Sprawa, na której finał czeka cała Polska, rozpocznie się w poniedziałek przed Sądem Okręgowym w Częstochowie. To właśnie wtedy na ławie oskarżonych zasiądą osoby odpowiedzialne za śmierć ośmioletniego Kamilka z Częstochowy. Chłopiec zmarł 8 maja 2023 roku w Górnośląskim Centrum Zdrowia Dziecka po 35 dniach dramatycznej walki o życie. Jego historia, pełna niewyobrażalnego cierpienia, zbulwersowała opinię publiczną i stała się impulsem do wprowadzenia zmian w polskim prawie.
Śledztwo, które prowadziła Prokuratura Regionalna w Gdańsku, zakończyło się skierowaniem aktu oskarżenia przeciwko czterem osobom. Głównymi oskarżonymi są ojczym chłopca, Dawid B., oraz jego matka, Magdalena B.
Rodzina Kamilka oskarżona
Zobacz zdjęcia
Zabójstwo ze szczególnym okrucieństwem.
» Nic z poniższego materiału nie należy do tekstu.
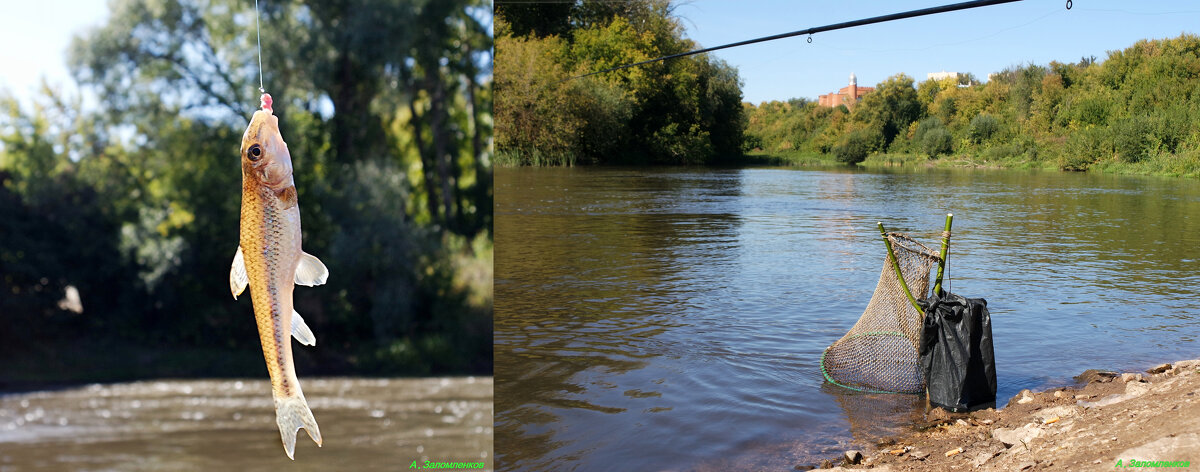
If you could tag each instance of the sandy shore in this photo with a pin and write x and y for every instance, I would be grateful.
(1141, 420)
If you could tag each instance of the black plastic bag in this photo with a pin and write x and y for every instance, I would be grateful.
(957, 353)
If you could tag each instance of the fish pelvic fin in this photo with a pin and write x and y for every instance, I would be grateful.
(300, 330)
(311, 272)
(292, 413)
(238, 278)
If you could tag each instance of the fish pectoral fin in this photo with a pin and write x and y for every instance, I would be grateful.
(300, 330)
(311, 272)
(238, 278)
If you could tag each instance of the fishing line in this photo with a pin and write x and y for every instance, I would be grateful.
(943, 9)
(258, 34)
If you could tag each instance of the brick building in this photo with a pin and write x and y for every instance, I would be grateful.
(847, 95)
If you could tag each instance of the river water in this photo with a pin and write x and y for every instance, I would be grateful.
(367, 424)
(673, 318)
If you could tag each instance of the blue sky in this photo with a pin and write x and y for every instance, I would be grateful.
(979, 41)
(36, 35)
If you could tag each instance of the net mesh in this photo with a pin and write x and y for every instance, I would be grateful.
(880, 352)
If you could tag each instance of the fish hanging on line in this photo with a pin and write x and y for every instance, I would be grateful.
(270, 261)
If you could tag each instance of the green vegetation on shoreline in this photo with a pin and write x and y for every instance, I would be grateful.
(1134, 112)
(1138, 112)
(679, 112)
(130, 205)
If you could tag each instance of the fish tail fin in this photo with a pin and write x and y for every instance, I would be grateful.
(292, 413)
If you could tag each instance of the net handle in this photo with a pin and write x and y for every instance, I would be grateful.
(895, 267)
(946, 252)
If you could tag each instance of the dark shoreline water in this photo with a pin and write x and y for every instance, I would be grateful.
(673, 317)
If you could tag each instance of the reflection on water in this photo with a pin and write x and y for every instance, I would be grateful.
(675, 318)
(381, 424)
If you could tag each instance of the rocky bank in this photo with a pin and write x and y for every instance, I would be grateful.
(1110, 422)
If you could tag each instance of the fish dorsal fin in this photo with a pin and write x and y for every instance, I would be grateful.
(311, 272)
(238, 279)
(300, 330)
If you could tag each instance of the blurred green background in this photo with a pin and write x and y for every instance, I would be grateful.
(129, 191)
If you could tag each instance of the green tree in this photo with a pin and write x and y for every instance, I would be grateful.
(889, 108)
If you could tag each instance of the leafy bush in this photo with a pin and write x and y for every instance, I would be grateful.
(937, 142)
(856, 145)
(983, 127)
(1132, 138)
(1085, 148)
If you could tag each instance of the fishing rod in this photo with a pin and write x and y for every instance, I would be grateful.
(922, 12)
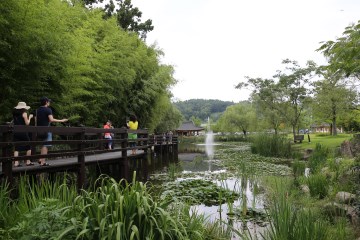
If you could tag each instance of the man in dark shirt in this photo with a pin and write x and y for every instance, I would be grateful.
(44, 117)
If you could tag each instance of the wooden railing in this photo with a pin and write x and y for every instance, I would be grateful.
(74, 142)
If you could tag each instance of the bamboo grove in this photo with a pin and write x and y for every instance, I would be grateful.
(89, 66)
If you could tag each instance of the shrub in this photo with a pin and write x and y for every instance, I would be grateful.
(318, 186)
(271, 145)
(318, 158)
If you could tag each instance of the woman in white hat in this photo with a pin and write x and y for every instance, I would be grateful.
(20, 117)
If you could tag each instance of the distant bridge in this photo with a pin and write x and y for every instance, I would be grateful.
(74, 148)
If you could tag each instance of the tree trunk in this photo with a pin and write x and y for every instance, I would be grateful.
(334, 131)
(244, 131)
(294, 131)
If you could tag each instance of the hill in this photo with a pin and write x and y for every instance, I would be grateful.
(202, 108)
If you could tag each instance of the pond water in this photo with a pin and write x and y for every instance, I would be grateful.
(246, 212)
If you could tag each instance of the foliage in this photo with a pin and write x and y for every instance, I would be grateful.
(202, 109)
(332, 100)
(91, 69)
(318, 186)
(326, 140)
(298, 168)
(238, 118)
(318, 158)
(113, 210)
(271, 145)
(291, 223)
(286, 95)
(343, 53)
(198, 191)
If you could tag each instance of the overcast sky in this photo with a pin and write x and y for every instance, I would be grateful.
(214, 44)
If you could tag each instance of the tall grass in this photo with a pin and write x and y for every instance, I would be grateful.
(318, 158)
(112, 210)
(318, 186)
(298, 168)
(288, 222)
(271, 145)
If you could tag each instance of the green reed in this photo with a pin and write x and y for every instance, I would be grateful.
(271, 145)
(289, 222)
(111, 210)
(318, 185)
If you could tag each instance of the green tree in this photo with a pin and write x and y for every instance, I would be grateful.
(332, 99)
(286, 95)
(343, 53)
(239, 117)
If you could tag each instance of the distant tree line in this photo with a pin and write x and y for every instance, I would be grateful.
(92, 62)
(297, 97)
(202, 108)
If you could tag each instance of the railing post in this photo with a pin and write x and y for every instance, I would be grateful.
(145, 158)
(7, 152)
(124, 146)
(81, 160)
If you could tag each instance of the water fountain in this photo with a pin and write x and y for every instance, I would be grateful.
(209, 142)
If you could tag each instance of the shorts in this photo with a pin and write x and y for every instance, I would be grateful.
(132, 139)
(48, 139)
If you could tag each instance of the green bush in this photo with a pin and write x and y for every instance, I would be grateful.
(318, 158)
(318, 186)
(288, 222)
(298, 168)
(271, 145)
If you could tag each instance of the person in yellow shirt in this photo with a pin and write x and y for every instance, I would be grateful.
(133, 125)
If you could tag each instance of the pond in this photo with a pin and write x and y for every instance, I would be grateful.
(202, 179)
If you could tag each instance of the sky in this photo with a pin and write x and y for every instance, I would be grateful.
(213, 45)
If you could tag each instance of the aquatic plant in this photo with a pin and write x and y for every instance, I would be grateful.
(271, 145)
(298, 168)
(197, 191)
(318, 186)
(318, 158)
(288, 222)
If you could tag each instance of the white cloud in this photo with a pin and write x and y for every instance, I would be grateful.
(214, 44)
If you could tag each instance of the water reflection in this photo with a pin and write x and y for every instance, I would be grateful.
(241, 213)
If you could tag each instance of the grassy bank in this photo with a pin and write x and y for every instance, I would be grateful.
(325, 140)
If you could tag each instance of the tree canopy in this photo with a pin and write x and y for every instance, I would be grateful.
(91, 69)
(202, 108)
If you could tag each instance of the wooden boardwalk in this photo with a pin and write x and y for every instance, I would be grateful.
(75, 148)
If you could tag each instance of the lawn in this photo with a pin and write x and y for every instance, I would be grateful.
(324, 139)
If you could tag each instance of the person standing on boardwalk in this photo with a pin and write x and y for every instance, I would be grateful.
(20, 117)
(133, 125)
(107, 135)
(44, 117)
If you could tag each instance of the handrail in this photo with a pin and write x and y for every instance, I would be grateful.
(69, 138)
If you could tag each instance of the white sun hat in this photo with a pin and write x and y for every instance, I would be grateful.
(22, 105)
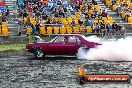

Lista zarzutów jest długa
Prokuratura postawiła Dawidowi B. najcięższy możliwy zarzut – zabójstwa ze szczególnym okrucieństwem, popełnionego w warunkach recydywy. To jednak nie wszystko. Mężczyzna odpowie również za fizyczne i psychiczne znęcanie się nad Kamilem oraz jego siedmioletnim bratem Fabianem. W akcie oskarżenia znalazł się także zarzut molestowania seksualnego małoletniej pokrzywdzonej.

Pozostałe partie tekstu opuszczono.